Jasmine L. Holmes

Official Panelist

2026 Participant · Fiction · Horror · Mississippi

Jasmine L. Holmes
Jasmine L. Holmes

Jasmine Holmes is an educator, historian, and author whose work moves between the classroom and the archive. She has written several trade-published nonfiction books on faith, history, and identity with houses including Baker, B&H, and IVP. Her debut novel, Our Sister's Keeper, marks her entrance into fiction. A Southern gothic horror set in a fictional all-Black town in 1927 Mississippi, it follows women who carry the weight of memory, sisterhood, and inherited trauma across generations.

Holmes holds an M.A. in History, and her scholarship is grounded in the American South and the stories it has tried to forget. She serves as Director of Museum Education at the Two Mississippi Museums, where she designs curriculum and programming that bring Mississippi's history to learners of every age.
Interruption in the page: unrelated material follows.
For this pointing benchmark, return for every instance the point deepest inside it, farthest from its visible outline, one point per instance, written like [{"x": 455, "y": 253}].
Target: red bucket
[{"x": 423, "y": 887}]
Outside the museum, she runs a freelance editorial and historical consulting practice, helping authors shape manuscripts in history, memoir, and narrative nonfiction.

Whether she is shaping a museum lesson, building a fictional world, or editing someone else's manuscript, Holmes returns to the same questions: who gets remembered, who gets erased, and what it costs to tell the truth about the past. Our Sister's Keeper is fiction. The histories beneath it are not.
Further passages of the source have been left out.